The issue of Strict vs. Practical Utilitarianism can also be applied to government. In a Strict world, no government is necessary because everyone does what’s best for everyone. But in the real world, we need a government in order to maximize utility. Like the problem of economic systems, the problem of how to create such a government is an immensely complex one which cannot be answered here. But we can start by asking: if we put government X over ourselves, what choices will this lead to? The question has no simple answer, but at least it’s a start.
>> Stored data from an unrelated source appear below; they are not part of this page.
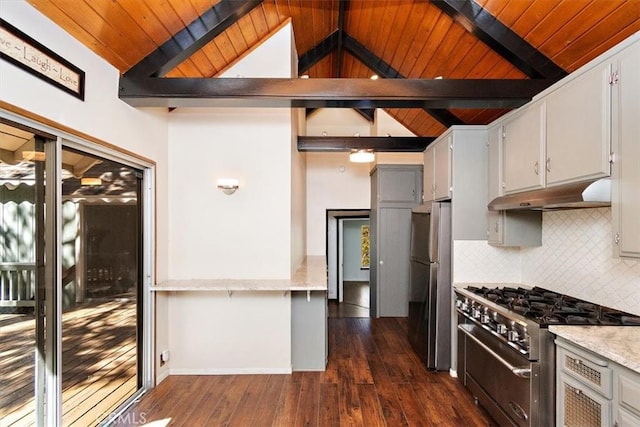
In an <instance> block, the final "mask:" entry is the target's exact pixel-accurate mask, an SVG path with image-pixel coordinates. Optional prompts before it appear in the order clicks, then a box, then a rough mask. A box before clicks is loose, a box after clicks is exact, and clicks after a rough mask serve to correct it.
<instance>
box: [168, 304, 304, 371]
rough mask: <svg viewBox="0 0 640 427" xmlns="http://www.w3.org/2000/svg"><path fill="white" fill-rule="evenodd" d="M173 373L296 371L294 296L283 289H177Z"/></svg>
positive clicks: (174, 320) (169, 316) (170, 341)
mask: <svg viewBox="0 0 640 427" xmlns="http://www.w3.org/2000/svg"><path fill="white" fill-rule="evenodd" d="M169 317H170V318H171V319H172V327H171V329H170V335H169V342H170V343H171V360H170V362H169V364H170V365H171V373H172V374H178V375H188V374H199V375H205V374H239V373H241V374H251V373H262V374H265V373H280V374H282V373H289V372H291V299H290V298H283V297H282V293H280V292H264V293H252V292H236V293H233V294H232V295H231V296H230V297H229V296H228V295H227V293H226V292H177V293H176V295H174V296H173V297H172V300H171V305H170V307H169Z"/></svg>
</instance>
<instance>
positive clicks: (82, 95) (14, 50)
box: [0, 19, 84, 101]
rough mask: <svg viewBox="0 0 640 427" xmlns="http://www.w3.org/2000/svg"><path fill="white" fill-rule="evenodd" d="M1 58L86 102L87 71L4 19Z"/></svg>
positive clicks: (0, 29) (2, 20) (69, 93)
mask: <svg viewBox="0 0 640 427" xmlns="http://www.w3.org/2000/svg"><path fill="white" fill-rule="evenodd" d="M0 58H2V59H4V60H6V61H8V62H10V63H12V64H13V65H15V66H17V67H19V68H22V69H23V70H25V71H27V72H29V73H30V74H33V75H34V76H36V77H38V78H40V79H42V80H44V81H46V82H48V83H51V84H52V85H54V86H56V87H57V88H59V89H62V90H63V91H65V92H67V93H69V94H71V95H73V96H75V97H77V98H80V99H81V100H83V101H84V71H82V70H81V69H79V68H78V67H76V66H75V65H73V64H71V63H70V62H69V61H67V60H66V59H64V58H62V57H61V56H60V55H58V54H56V53H54V52H52V51H51V50H49V49H48V48H46V47H44V46H43V45H42V44H40V43H38V42H37V41H35V40H34V39H32V38H31V37H29V36H28V35H26V34H25V33H23V32H22V31H20V30H18V29H17V28H15V27H14V26H13V25H11V24H9V23H8V22H6V21H5V20H3V19H0Z"/></svg>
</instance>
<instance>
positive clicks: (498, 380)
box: [458, 324, 539, 426]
Strict Utilitarianism provides a playing field where we can think about Utilitarianism and morality at the most abstract level. Unfortunately, such a playing field is not analogous to the real world. In order to answer real-world questions about morality, we have to consider the system of Practical Utilitarianism. I have explained some of the ideas behind this framework, and a way to use it to begin thinking about the problems of the real world: first consider the solution according to Strict Utilitarianism, and then ask the questions that allow your thinking to migrate from the Strict world to the real world.